More often than not, if I have to do any calculations from my laptop, I eschew the very fine GUI application PCalc in favor of
bc on the command line. I also like to use the extended version,
bc -l to get decimal places in my result.
Like most bc enthusiasts, I have this aliased in my
.bash_profile file like so:
alias bc='bc -l'
But if you’re a bc nerd, this probably isn’t enough; you also want to pre-define functions and have a bunch of scientific constants, too. There’s a pretty standard
extensions.bc file out there, and you can get it from the straight from the open-source project: first a buncha functions, then the scientific constants.

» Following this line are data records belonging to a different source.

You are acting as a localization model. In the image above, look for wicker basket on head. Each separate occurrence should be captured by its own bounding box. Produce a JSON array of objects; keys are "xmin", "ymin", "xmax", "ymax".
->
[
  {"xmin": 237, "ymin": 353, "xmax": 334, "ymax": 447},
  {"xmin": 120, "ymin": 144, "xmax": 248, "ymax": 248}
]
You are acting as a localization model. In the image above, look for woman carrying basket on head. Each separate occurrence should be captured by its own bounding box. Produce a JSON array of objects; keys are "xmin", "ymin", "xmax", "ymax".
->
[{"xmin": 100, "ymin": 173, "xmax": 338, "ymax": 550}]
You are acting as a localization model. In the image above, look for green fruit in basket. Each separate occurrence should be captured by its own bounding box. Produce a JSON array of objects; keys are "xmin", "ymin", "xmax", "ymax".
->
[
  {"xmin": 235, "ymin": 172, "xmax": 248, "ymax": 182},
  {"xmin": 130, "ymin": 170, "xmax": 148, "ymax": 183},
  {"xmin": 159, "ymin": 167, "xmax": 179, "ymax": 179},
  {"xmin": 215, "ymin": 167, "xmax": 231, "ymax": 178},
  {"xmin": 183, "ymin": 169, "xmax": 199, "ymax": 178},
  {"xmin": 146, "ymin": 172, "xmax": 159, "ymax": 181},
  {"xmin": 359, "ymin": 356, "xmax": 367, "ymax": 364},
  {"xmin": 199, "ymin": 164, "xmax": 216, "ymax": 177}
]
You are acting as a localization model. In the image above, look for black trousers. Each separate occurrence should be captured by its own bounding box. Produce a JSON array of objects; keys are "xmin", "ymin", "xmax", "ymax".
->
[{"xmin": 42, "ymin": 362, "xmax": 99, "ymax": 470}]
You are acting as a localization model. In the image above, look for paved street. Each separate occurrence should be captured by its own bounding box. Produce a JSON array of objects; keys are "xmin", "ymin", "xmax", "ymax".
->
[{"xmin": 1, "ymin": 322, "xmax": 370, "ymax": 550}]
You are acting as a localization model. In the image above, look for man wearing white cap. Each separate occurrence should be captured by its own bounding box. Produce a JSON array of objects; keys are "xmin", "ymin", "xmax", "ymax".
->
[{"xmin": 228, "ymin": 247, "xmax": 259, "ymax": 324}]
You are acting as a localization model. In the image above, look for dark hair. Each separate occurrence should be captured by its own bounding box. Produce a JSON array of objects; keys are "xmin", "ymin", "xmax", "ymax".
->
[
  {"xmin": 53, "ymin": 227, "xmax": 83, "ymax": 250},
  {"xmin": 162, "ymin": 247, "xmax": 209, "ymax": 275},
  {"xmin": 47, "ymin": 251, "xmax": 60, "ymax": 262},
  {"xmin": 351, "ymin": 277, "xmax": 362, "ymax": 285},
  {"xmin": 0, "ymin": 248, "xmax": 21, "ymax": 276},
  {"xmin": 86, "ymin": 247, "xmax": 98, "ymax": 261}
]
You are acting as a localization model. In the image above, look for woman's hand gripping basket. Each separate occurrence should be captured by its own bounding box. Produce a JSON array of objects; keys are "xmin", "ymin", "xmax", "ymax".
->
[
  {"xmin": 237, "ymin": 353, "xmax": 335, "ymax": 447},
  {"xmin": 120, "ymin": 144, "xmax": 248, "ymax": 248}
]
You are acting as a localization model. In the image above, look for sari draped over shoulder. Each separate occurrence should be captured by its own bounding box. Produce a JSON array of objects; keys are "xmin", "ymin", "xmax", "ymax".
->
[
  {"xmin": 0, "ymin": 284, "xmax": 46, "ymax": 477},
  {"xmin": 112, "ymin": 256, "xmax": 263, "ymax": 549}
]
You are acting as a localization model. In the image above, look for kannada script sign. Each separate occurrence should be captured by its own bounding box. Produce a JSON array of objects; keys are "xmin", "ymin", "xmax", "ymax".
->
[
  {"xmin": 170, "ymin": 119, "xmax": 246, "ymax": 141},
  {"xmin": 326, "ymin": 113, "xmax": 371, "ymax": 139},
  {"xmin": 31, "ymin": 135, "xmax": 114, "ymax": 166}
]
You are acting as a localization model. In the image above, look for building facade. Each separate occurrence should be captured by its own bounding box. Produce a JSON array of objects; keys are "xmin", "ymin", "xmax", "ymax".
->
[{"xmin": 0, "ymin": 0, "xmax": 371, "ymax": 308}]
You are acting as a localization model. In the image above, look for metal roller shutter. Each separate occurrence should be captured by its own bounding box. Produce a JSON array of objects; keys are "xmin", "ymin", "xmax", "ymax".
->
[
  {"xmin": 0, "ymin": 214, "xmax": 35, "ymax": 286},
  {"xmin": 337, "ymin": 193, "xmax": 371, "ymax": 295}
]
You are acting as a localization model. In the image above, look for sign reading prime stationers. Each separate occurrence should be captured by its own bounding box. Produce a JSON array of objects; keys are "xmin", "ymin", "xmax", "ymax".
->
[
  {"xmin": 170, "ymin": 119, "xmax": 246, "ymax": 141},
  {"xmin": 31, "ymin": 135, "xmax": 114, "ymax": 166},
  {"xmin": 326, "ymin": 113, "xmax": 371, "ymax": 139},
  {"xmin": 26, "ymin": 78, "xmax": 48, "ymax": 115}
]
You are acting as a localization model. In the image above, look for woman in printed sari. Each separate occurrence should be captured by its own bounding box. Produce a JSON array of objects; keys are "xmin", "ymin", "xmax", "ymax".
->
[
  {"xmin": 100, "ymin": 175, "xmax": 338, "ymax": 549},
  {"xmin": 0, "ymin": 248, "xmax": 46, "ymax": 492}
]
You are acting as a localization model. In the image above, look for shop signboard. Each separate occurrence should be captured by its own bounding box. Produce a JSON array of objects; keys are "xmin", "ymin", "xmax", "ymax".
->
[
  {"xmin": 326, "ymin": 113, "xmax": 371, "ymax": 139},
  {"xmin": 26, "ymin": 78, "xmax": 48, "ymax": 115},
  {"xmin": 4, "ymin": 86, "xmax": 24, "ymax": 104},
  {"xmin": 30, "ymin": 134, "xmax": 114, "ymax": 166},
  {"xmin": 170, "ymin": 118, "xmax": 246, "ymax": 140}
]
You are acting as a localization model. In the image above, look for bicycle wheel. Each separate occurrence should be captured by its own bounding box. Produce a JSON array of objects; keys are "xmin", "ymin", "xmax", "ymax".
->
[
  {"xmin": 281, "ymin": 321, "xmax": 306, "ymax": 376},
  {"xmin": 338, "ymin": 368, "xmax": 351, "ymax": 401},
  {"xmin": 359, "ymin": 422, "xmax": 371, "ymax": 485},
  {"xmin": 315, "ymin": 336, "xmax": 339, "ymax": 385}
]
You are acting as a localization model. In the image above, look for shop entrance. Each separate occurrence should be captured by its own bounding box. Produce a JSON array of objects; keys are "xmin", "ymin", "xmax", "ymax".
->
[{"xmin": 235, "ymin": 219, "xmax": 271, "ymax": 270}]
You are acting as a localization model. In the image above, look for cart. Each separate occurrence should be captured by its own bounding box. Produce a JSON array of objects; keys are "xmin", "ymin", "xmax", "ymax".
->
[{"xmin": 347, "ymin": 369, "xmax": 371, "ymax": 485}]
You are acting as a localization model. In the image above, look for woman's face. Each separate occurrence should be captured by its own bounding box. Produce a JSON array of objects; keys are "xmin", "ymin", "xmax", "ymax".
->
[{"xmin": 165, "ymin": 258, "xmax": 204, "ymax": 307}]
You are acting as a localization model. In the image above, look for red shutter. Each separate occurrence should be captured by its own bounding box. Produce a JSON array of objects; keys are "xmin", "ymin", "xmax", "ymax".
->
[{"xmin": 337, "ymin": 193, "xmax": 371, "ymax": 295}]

The usual way is to include these when you run bc, so your alias in
alias bc='bc -l /PATH_TO/extensions.bc /PATH_TO/scientific_constants.bc'
After a while, I know I’ll forget where my bc extensions files are, so I include a message in my alias:
echo "Using bc -l with extensions in /PATH_TO/"
So my alias is
alias bc='echo "Using bc -l with extensions in /PATH_TO/";bc -l /PATH_TO/extensions.bc /PATH_TO/scientific_constants.bc'
Now every time I run bc, I see
Using bc -l with extensions in /PATH_TO/
Copyright 1991-1994, 1997, 1998, 2000 Free Software Foundation, Inc.
This is free software with ABSOLUTELY NO WARRANTY.
For details type `warranty'.
And that way I can remember why it works just the way I want it to.